I found it difficult to sleep that night. My dreams were haunted by images of Mother dying, her grave covered in lilies, and Milosh. I felt no love for my stepfather but his grief at Mother’s death seemed sincere. Now Doctor Holub had put terrible ideas in my head and, despite Aunt Josephine’s assurances, I could not forget them.
Aunt Josephine looked as tired as I did the following day. Neither of us spoke over breakfast, which left the conversation up to Klara and Milosh and they did not have much to say. Aunt Josephine had stayed with us since Mother’s death, and I wondered, as she was to be our guardian, whether we would continue to live in our house or move to hers. Later in the morning, when I was in the courtyard garden, the question was answered. I heard Aunt Josephine talking with Milosh through the library window.
‘I understand that you are grieved by Marta’s death,’ Aunt Josephine said, ‘but the funeral was a few days ago and it is unseemly for you to continue to live under the same roof as your stepdaughters.’
Aunt Josephine was being tactful and treading carefully. Milosh answered immediately.
‘Yes, I have prepared for that. I have taken an apartment. But I hope that I will have your permission to call on the girls? I have grown fond of them.’
Milosh had never been fond of us. But perhaps he regretted his behaviour towards Mother and wanted to make up for it. I did not hear Aunt Josephine’s reply. But what could she have said? As unseemly as it would appear if Milosh continued to live under the same roof as us, it would be just as unseemly if all relations were suddenly cut off.
‘I will move my things tomorrow,’ Milosh promised.
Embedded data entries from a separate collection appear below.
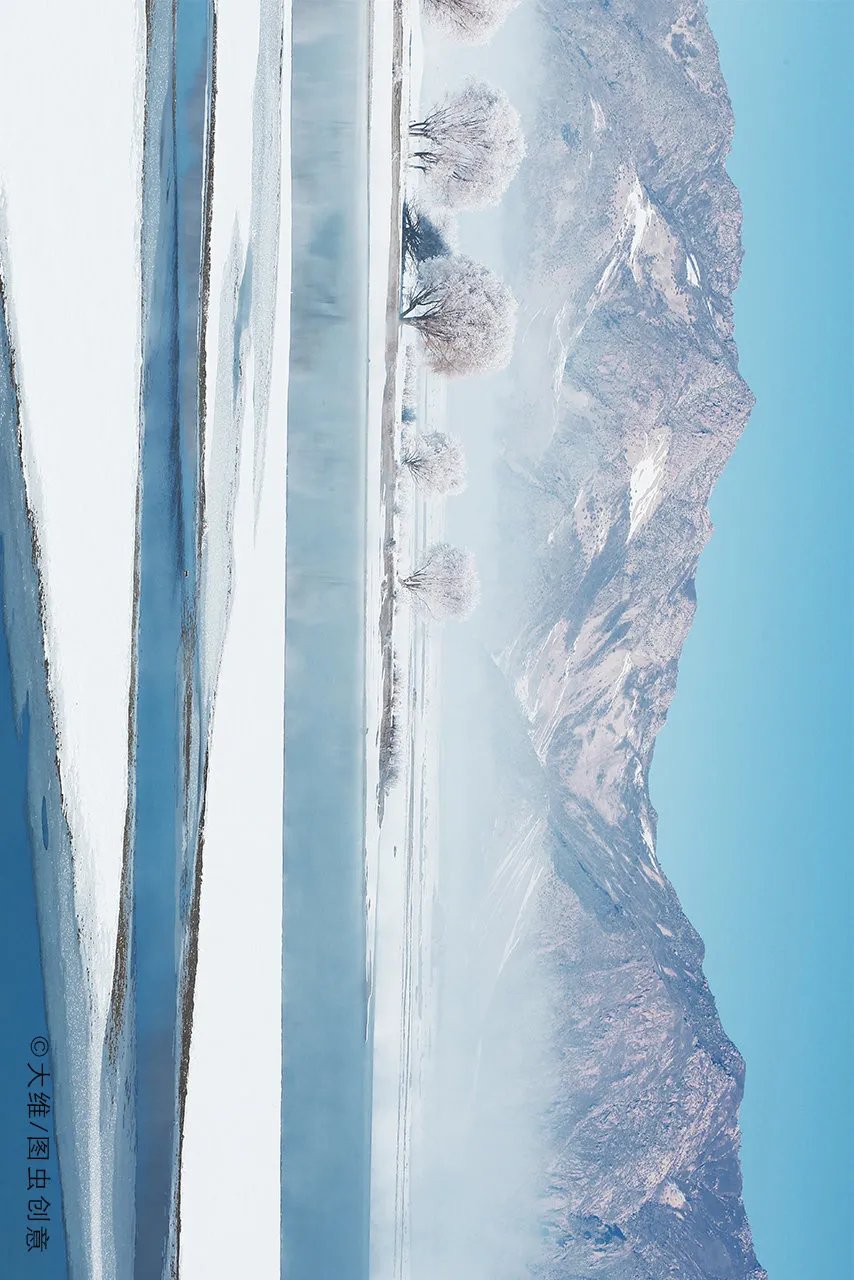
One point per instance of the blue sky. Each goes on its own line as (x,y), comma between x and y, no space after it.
(753,773)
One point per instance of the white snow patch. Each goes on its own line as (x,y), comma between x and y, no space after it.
(638,216)
(71,172)
(644,484)
(234,1180)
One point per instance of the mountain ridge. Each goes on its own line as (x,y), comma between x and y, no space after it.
(626,405)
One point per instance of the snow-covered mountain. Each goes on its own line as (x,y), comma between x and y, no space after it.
(624,232)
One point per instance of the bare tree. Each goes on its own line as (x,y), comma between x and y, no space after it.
(465,315)
(469,146)
(435,461)
(446,583)
(427,234)
(469,21)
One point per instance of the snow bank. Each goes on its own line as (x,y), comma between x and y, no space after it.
(71,80)
(232,1133)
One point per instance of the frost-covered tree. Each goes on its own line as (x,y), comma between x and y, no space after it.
(427,234)
(446,583)
(435,461)
(465,315)
(469,21)
(469,146)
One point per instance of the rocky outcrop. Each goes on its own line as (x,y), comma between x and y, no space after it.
(626,406)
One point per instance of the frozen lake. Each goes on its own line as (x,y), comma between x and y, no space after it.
(325,1087)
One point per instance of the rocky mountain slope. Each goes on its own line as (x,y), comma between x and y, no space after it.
(626,406)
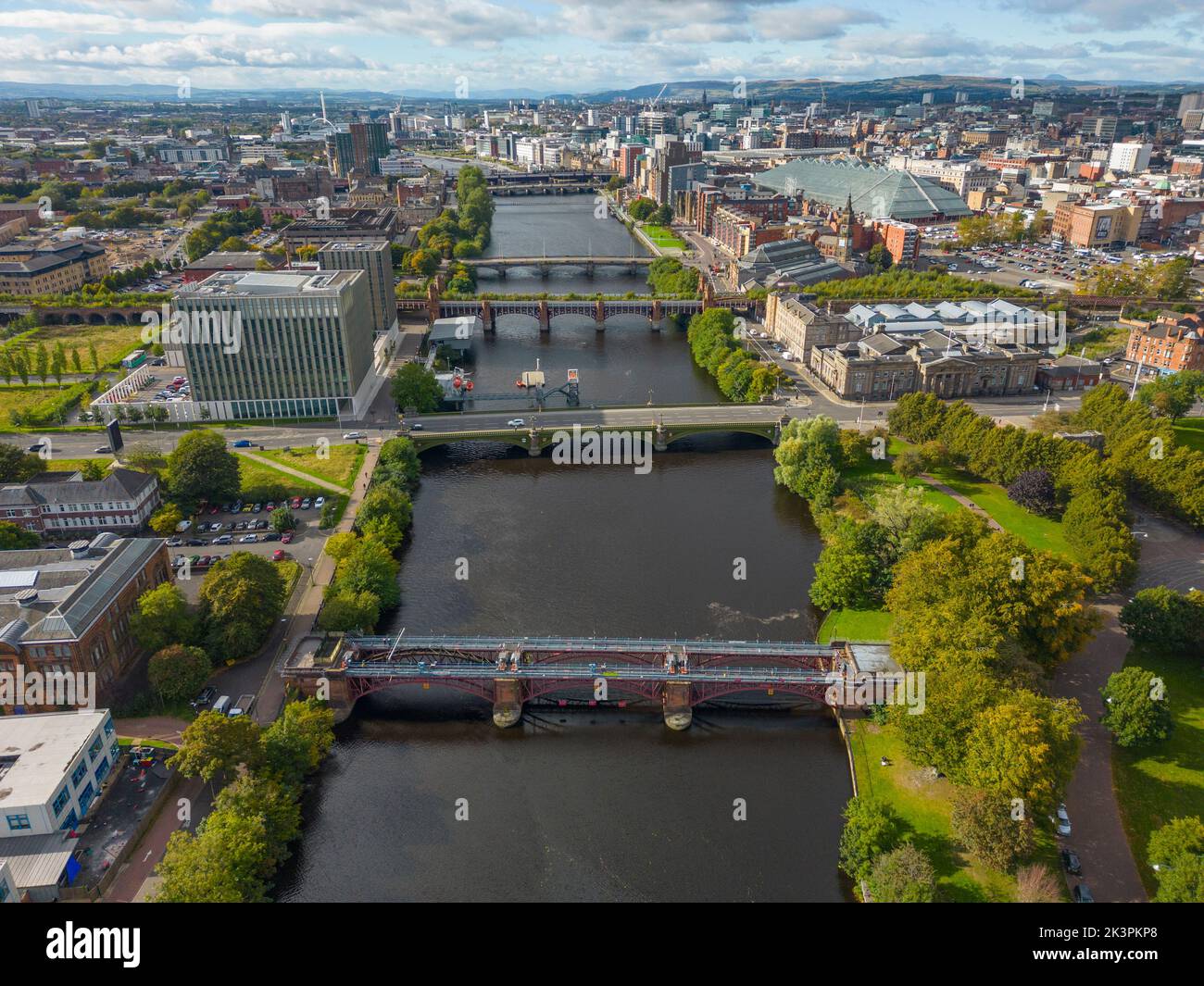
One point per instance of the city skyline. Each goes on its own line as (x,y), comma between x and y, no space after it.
(578,46)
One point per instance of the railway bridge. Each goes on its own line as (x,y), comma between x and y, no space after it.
(508,672)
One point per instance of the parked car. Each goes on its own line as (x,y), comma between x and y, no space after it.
(1071,861)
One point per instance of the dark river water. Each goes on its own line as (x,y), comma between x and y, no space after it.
(578,803)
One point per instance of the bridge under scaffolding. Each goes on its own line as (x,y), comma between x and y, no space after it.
(458,389)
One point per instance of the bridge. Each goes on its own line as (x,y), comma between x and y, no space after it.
(617,428)
(545,265)
(509,672)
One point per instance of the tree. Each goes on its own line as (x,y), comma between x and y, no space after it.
(1166,620)
(215,744)
(165,520)
(13,538)
(163,618)
(283,520)
(1036,885)
(902,877)
(1034,490)
(350,612)
(200,468)
(1176,854)
(1135,708)
(414,388)
(179,672)
(299,741)
(1024,748)
(241,598)
(990,829)
(871,829)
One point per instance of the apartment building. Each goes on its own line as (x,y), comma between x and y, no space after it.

That night, I tossed and turned and had nightmares again. Although paní Milotova had assured me that Mother had been given sufficient morphine, I dreamt that she had been cut across the belly and was screaming. I woke with a start.
What if Milosh
had
hired Doctor Hoffmann to kill Mother? It was far less suspicious to die of a medical condition in the presence of a doctor than to be poisoned or stabbed. If Mother had been murdered in those conventional ways, the suspicion would have immediately fallen on Milosh. I thought about whether the police could do anything, and decided they probably could not with only accusations and no evidence. Doctor Soucek’s demand for an autopsy would also be fruitless. The violation of Mother’s body would not prove anything: she would not have an appendix either way. Doctor Soucek would claim that he removed it years ago, and Doctor Hoffmann would say he’d had the diseased organ incinerated. My head swam with the appalling possibilities, but in the end I kept coming back to one thing. Milosh was arrogant, self-seeking and unpleasant, but was he capable of such an evil plan to get rid of Mother?
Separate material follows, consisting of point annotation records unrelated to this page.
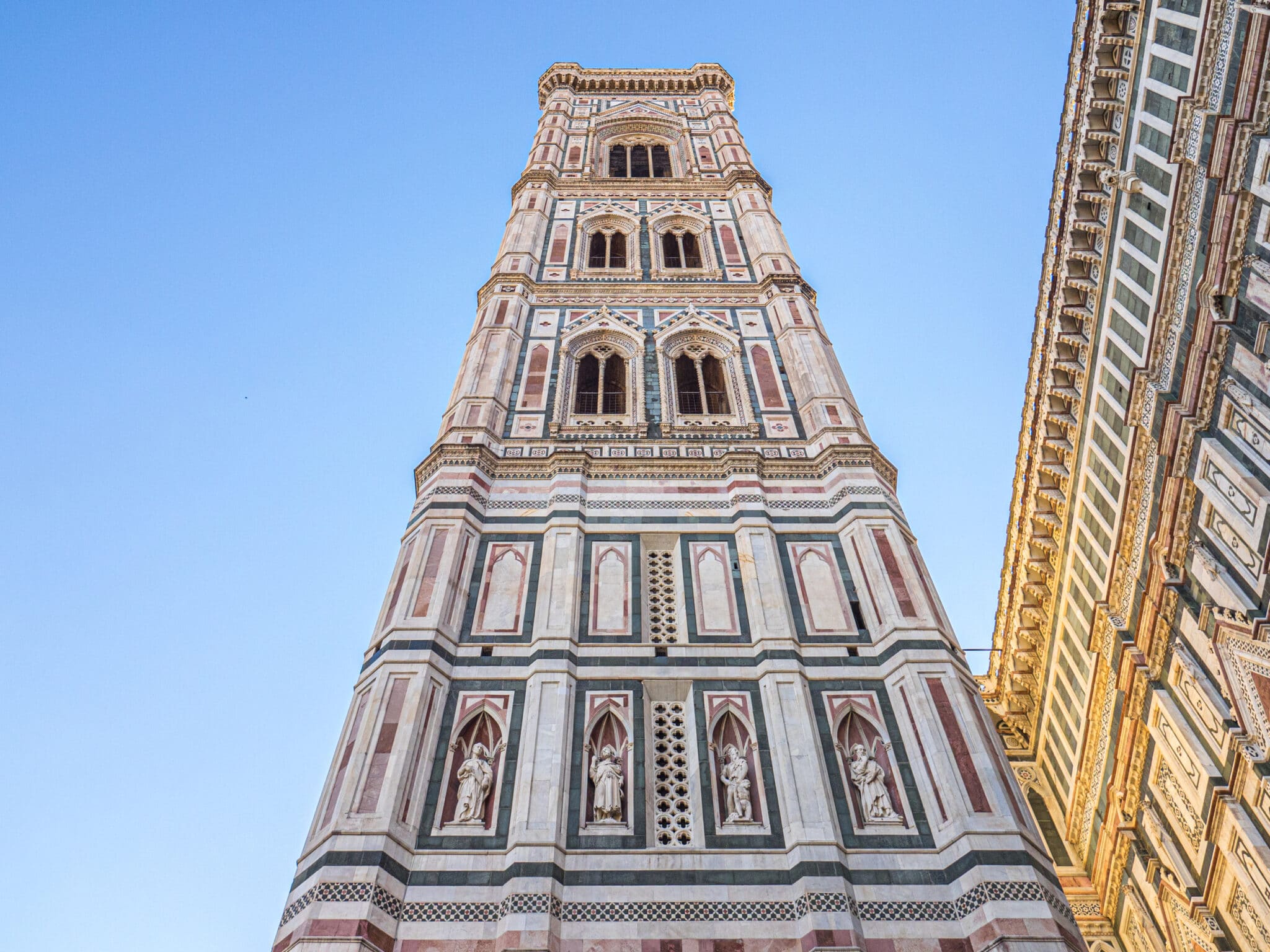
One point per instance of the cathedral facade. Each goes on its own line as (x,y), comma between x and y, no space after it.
(1132,676)
(659,667)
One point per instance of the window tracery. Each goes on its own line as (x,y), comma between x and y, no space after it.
(600,385)
(607,244)
(682,245)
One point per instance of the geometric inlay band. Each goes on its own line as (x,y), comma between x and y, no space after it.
(680,912)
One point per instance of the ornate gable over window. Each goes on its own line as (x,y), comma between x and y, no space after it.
(703,384)
(600,389)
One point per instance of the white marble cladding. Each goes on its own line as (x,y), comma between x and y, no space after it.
(652,674)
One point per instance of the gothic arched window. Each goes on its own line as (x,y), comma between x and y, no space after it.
(699,385)
(639,162)
(606,250)
(536,377)
(729,244)
(681,250)
(601,385)
(766,376)
(559,244)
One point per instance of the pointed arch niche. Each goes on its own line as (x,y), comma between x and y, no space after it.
(474,765)
(609,726)
(703,381)
(735,769)
(641,141)
(607,244)
(858,723)
(682,245)
(600,387)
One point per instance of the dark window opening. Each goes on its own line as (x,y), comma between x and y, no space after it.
(606,250)
(681,250)
(1049,831)
(639,163)
(601,385)
(671,250)
(660,163)
(596,250)
(717,395)
(858,615)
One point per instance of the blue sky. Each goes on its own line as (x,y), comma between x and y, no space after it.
(239,252)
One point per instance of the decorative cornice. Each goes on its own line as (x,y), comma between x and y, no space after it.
(667,83)
(1088,175)
(734,462)
(582,294)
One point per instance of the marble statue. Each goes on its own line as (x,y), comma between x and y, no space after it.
(870,780)
(475,776)
(606,774)
(735,778)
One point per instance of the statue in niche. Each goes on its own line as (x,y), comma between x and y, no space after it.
(606,774)
(735,778)
(870,780)
(475,776)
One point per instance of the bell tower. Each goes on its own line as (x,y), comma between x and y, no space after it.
(659,667)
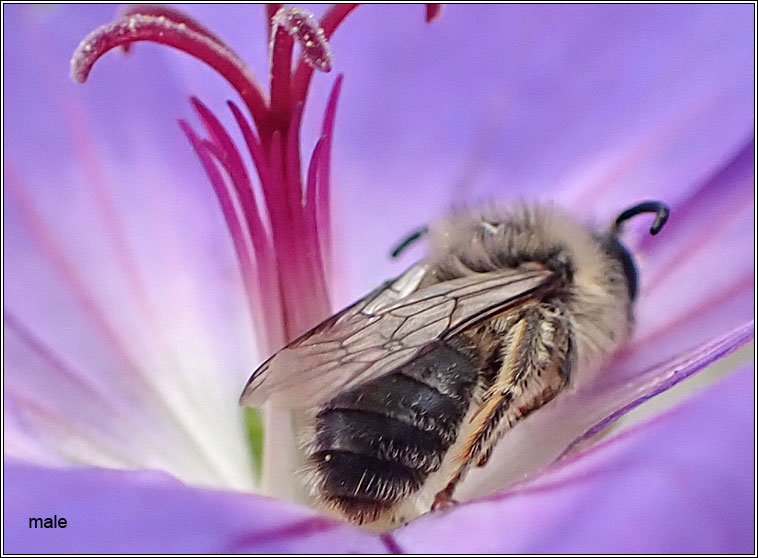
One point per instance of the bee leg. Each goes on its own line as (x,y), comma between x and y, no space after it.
(536,355)
(444,498)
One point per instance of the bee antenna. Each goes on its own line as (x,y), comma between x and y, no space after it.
(660,209)
(407,241)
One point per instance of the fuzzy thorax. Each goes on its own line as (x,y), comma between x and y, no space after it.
(594,287)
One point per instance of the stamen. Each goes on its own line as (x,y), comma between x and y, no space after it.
(303,27)
(233,223)
(329,22)
(322,213)
(135,28)
(176,16)
(232,161)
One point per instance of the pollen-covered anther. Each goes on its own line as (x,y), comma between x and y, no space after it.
(307,32)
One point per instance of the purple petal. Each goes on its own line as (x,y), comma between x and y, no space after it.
(148,512)
(680,483)
(122,272)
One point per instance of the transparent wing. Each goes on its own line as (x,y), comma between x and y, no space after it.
(383,331)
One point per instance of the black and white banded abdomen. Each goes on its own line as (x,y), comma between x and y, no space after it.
(377,443)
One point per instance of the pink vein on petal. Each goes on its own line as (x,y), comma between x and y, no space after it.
(672,372)
(433,12)
(743,284)
(304,528)
(45,239)
(55,421)
(67,371)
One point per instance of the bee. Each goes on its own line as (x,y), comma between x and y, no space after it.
(408,388)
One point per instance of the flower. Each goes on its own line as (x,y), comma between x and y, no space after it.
(127,326)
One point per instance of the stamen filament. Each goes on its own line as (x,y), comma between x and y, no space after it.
(161,30)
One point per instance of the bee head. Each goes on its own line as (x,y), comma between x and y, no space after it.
(615,249)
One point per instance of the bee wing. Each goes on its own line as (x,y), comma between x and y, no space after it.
(383,331)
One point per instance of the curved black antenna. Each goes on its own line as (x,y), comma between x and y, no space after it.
(660,209)
(407,241)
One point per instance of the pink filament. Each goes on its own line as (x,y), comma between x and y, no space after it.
(128,30)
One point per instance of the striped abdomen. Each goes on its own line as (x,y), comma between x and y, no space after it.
(377,443)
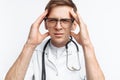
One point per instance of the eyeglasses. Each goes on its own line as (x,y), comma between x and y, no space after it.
(52,22)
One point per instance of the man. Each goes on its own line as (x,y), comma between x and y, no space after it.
(50,60)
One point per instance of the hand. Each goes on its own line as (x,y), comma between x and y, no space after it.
(82,37)
(35,37)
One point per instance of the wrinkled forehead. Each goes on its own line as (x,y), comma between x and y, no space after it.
(60,12)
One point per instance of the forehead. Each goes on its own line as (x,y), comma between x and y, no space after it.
(60,12)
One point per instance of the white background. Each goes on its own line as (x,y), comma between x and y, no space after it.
(101,16)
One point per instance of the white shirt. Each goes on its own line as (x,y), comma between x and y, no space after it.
(57,63)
I thought about Mother’s last day and how she had seemed well when I wished her goodbye in the morning. A few hours later she died in her bed.
‘Look in the chest.’
Goose bumps prickled my arms. Those had been Mother’s last words to me. I had thought she was delirious and talking about a pain in her chest. Now I remembered the night she gave me Father’s camera from his chest in the attic.